Chilliges bei “Rock am Ring”? Warum nicht? Noch dazu um kurz nach drei, wenn schon langsam der Morgen graut.
Ja, genau. 3.05 Uhr, und einsplus überträgt immer noch live. Auf dem Nürburgring ist immer noch nicht Schluss. Ein Blick in den Festivalplan im Internet bestätigt das, der Auftritt von Klangkarussell passiert gerade jetzt, es ist alles live.
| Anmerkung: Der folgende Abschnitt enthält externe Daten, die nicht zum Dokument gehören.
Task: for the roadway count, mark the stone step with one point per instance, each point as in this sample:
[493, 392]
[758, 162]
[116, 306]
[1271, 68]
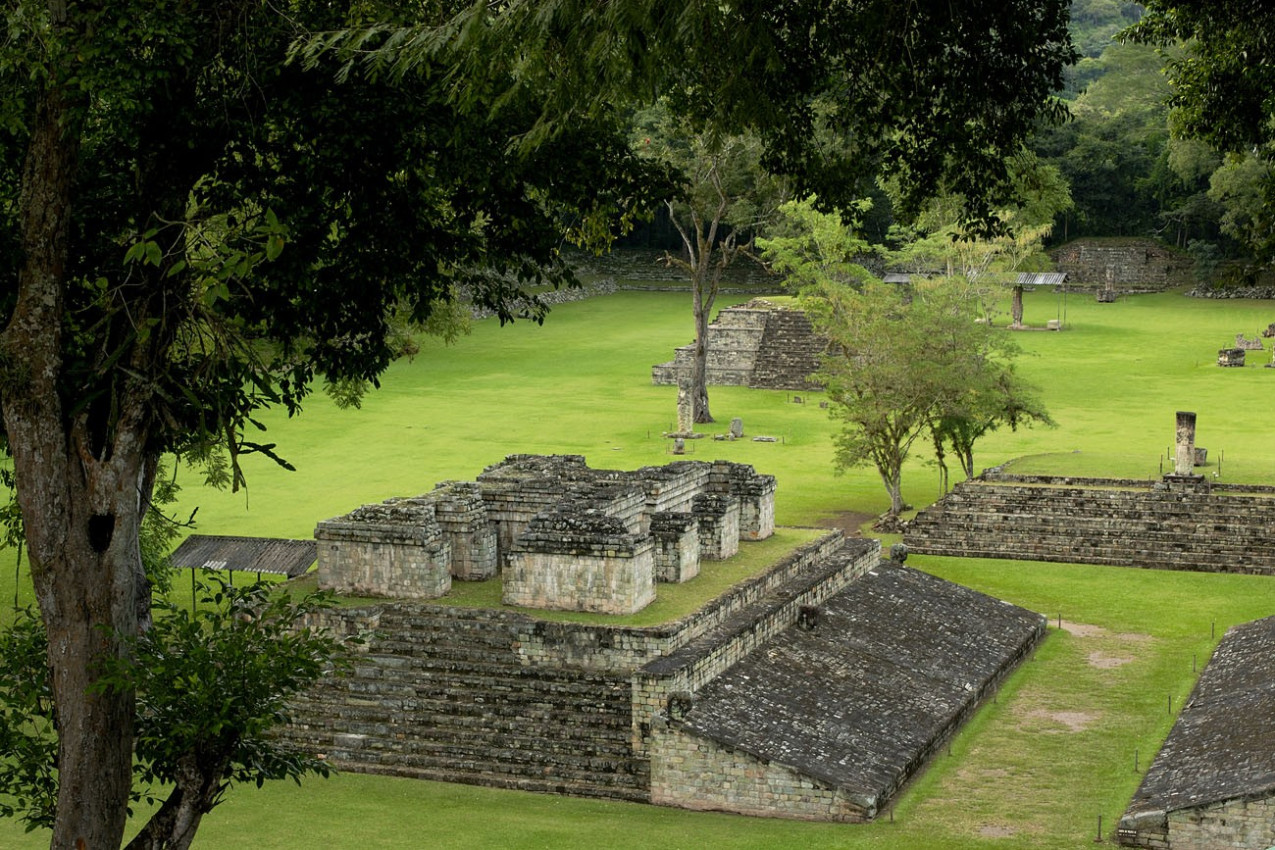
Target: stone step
[638, 792]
Und es ist wunderbar! Der erste Tag beim Rockspektakel endet mit elektronischer Musik, die auf den ersten Blick zwar nicht zum Festival passt, dafür aber wunderbar zur nächtlichen Uhrzeit.

Dass aber auch einsplus so lange dabei bleibt, ist absolut lobenswert. Denn nur noch einsplus ist es, der ARD-Spartenkanal, der solche Festivals in epischer Länge überträgt. Vier Tage lang ist einsplus über Stunden hinweg der Festivalsender.
Das ZDF hat sich leider aus diesem Geschäft verabschiedet, zdf.kultur ist nur noch eine Abspielstation von Altware.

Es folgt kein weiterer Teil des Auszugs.